You can also use the same or related skills to create an interactive DVD presentation of your materials that will be accessible anywhere there is a DVD player including computers, TVs, and connected digital projectors. Unfortunately, the DVD authoring tools that will allow you to craft truly interactive presentations are mainly paid programs. My favorite is Apple's DVD Studio Pro, which only comes as a part of Final Cut Studio and only works on a Mac. Roxio's DVDit HD Pro ($499), is an expensive, but good option. Other, less expensive (though less powerful) PC-based solutions can be found on this list from TopTenReviews. The interactivity that this type of portfolio allows you to create can engage your prospective employers far more deeply than any paper resume ever could – if well-designed. If poorly designed, then you might as well not have sent it. Please refer back to the paper prototyping section for assistance in project planning. This page from Design MA.G has links to 25 inspiring Flash Portfolios as well as links to nearly 200 more sites featuring digital portfolios
Getting People There
The final piece of this puzzle is in steering prospective employers to your portfolio. If you are mailing a CD or DVD, then this is not a problem. If you are considering the digital option as a supplement to a paper resume and cover letter, then a tactfully placed URL as part of your contact information and/or in the body of the letter will suffice. If the digital resume is the primary contact, you will still need a vehicle for delivering it – whether that is a formal paper or electronic cover letter, or less formal email is up to you. Posting a link to the resume on sites like Monster and LinkedIn is also a good way to circulate your work.

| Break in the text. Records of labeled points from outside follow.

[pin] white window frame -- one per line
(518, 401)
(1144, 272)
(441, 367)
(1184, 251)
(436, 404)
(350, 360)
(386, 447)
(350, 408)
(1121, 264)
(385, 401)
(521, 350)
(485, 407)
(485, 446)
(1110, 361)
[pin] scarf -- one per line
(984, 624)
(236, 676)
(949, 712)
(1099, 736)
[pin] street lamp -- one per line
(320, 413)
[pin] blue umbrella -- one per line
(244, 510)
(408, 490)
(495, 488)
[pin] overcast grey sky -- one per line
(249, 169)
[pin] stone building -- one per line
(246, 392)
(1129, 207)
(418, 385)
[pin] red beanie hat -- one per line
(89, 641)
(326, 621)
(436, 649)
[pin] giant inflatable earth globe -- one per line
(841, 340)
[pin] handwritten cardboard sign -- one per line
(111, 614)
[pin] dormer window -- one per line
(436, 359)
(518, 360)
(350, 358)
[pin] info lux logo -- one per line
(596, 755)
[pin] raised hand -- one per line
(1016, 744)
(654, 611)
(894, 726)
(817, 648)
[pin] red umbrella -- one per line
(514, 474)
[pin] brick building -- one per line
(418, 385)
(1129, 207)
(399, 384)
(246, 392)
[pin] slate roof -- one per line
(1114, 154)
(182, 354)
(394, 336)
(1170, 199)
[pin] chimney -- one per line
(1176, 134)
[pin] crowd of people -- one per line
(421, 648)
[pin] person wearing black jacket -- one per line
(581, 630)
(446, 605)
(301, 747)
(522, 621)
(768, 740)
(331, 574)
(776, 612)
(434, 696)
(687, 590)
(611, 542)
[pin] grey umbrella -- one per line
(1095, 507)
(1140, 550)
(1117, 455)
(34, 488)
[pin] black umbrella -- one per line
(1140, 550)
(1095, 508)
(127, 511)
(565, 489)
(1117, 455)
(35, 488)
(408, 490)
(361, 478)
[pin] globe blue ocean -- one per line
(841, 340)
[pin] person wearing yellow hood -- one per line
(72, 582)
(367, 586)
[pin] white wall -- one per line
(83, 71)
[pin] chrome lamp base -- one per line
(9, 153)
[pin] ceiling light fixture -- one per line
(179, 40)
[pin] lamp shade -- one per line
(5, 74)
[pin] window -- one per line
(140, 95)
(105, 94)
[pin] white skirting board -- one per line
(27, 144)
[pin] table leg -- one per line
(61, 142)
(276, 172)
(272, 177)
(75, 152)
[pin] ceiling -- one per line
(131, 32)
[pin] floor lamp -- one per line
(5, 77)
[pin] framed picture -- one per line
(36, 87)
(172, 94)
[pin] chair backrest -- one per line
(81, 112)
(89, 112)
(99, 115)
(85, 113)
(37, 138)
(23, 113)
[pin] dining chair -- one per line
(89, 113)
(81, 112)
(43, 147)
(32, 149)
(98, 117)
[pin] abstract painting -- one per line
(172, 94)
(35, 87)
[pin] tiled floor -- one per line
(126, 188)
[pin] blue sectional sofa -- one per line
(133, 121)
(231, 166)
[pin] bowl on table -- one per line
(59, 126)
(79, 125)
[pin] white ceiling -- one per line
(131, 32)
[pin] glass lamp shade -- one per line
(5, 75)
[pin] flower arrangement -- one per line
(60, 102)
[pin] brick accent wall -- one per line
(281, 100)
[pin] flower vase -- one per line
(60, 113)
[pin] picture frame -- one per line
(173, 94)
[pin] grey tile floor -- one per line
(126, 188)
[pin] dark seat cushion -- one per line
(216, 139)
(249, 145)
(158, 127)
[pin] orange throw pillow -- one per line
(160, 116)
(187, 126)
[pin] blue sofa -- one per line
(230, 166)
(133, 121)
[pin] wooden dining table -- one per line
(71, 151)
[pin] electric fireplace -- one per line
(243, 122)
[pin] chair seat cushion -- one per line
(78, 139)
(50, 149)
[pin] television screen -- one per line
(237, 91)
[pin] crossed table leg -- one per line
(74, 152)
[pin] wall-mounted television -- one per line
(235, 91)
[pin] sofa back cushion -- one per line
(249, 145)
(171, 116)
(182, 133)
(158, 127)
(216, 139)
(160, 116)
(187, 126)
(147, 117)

Most importantly, remember that this is a professional presentation developed with the intent of landing a position in a company that is probably concerned about its image. Do not include links to your Facebook, MySpace, or other sites that do not convey the sort of professional image that you would want to present in a job interview. This principle holds true for the media that you include in your portfolio as well. Make sure that it is appropriate for the type of job you're interested in. Lastly, as with any information that you share on the Internet, please remember that keeping your personal information as secure as possible should be a priority. You do not need to include your home address or phone number, and definitely do not include information such as a social security number or any professional license numbers. An email address will suffice in most cases, or a phone number filtered through a service like Google Voice if you feel phone contact is critical. Now get going.